The Schneekarhütte hut slowly disappears into a sea of clouds. On a clear day, Thomas tells me, the views up here are amazing. "You can enjoy a 270-degree panorama of the Zillertal Alps, from the Tristner mountain and the Grünberg peak to the craggy summit of the Zsigmondyspitze. "I was born and raised here, but when the sun is shining and the snow is deep there are some views which still take my breath away." This profound love of the place can be seen on his Instagram site called becknaphoto, where Thomas regularly posts snaps showing the beauty of the Zillertal Valley.
Ski slope in Mayrhofen.
15:00 // Time for a little shopping
Thomas at the Mountain Shop with Patrick Hörhager.
"The Mountain Shop on the main road, which is owned and operated by the Hörhager family, is for me the place to go when it comes to outdoor sports equipment and clothing. Patrick Hörhager is a passionate paraglider pilot himself and has competed in – and won – tough relay and endurance races such as the Dolomitenmann in East Tirol and RISE&FALL in Mayrhofen. They know exactly what they are talking about and will make sure you get the gear you need," he says. It is here that Thomas recently bought his new avalanche backpack with an in-built airbag. Patrick explains how the airbag system works in case of an avalanche. The Mountain Shop also stocks the "Unbreakable" eyewear line by local Tirolean sunglass brand Gloryfy.
Afterwards we meet good friend and fellow snowboarder Wolfgang Nyvelt, aka "Wolle", who has invented the Äsmo Pow-Surfer, a board where he has ditched traditional snowboarding bindings for the freedom of riding pow just like on a surfboard. Using this pow-surfer means riding the deep and the steep just like the waves of Bali – a serious challenge but an amazing feeling if you have the skills.
16:30 // Where to stay the night
From high-end luxury and typical rustic mountain lodging to quaint B&Bs, Mayrhofen offers an accommodation option for every taste and budget. If you can stretch to it, the four-star Hotel Elisabeth is Thomas’ number one tip. Owned and operated by the Moigg family, it is a short walk from the centre of Mayrhofen. "For me, it's the best of both worlds – traditional but contemporary. It is authentic and has a casual, laid-back feel to it. It's not the cheapest place in town, but it really is worth it," says Thomas.
Our day at Mayrhofen comes to an end at Landhaus Carla, the three-star hotel owned by Thomas’ parents.

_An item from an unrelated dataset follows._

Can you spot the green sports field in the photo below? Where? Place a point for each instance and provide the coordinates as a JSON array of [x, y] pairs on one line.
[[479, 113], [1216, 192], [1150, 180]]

It is conveniently located right opposite to the terminus of the historic steam railway which runs the length of the Zillertal Valley.

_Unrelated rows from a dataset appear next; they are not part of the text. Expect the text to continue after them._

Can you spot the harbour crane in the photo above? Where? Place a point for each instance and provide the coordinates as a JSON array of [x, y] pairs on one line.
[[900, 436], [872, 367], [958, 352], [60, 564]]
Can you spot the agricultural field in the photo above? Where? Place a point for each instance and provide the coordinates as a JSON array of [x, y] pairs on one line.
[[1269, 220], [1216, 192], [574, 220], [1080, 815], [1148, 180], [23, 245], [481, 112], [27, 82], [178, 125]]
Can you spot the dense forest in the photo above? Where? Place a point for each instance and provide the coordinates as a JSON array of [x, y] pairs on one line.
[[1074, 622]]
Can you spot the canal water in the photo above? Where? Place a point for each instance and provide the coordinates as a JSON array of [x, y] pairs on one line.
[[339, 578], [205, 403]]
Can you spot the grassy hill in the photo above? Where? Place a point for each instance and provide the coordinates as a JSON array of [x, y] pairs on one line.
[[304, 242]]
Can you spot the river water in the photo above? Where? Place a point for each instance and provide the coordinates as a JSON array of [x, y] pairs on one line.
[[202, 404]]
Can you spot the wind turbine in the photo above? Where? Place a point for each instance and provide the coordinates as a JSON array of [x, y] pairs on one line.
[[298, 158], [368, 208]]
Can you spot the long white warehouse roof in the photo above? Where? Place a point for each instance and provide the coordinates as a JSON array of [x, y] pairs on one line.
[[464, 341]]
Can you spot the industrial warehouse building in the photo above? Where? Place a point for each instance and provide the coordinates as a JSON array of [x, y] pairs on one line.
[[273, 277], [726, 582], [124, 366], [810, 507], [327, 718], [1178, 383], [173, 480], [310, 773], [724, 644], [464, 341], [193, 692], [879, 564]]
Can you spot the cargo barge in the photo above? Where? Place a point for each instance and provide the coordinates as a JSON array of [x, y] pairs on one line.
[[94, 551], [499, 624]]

Thomas can often be found at the hotel welcoming guests and giving them tips on what to see and do in the region. "What sets the Zillertal Valley and its people apart from others is that we always strive to exceed our guests’ expectations. For us locals, hospitality is a way of life. There is a lot of tourism here these days, for sure, but we aim to treat everyone as a friend. In the mornings I am here to help answer any questions guests may have while they are on holiday. I tell them where to find the best snow and the most memorable lines depending on the snow conditions and weather. I think people appreciate things like that." It's been a great day exploring Mayrhofen together. Thanks a lot, Thomas!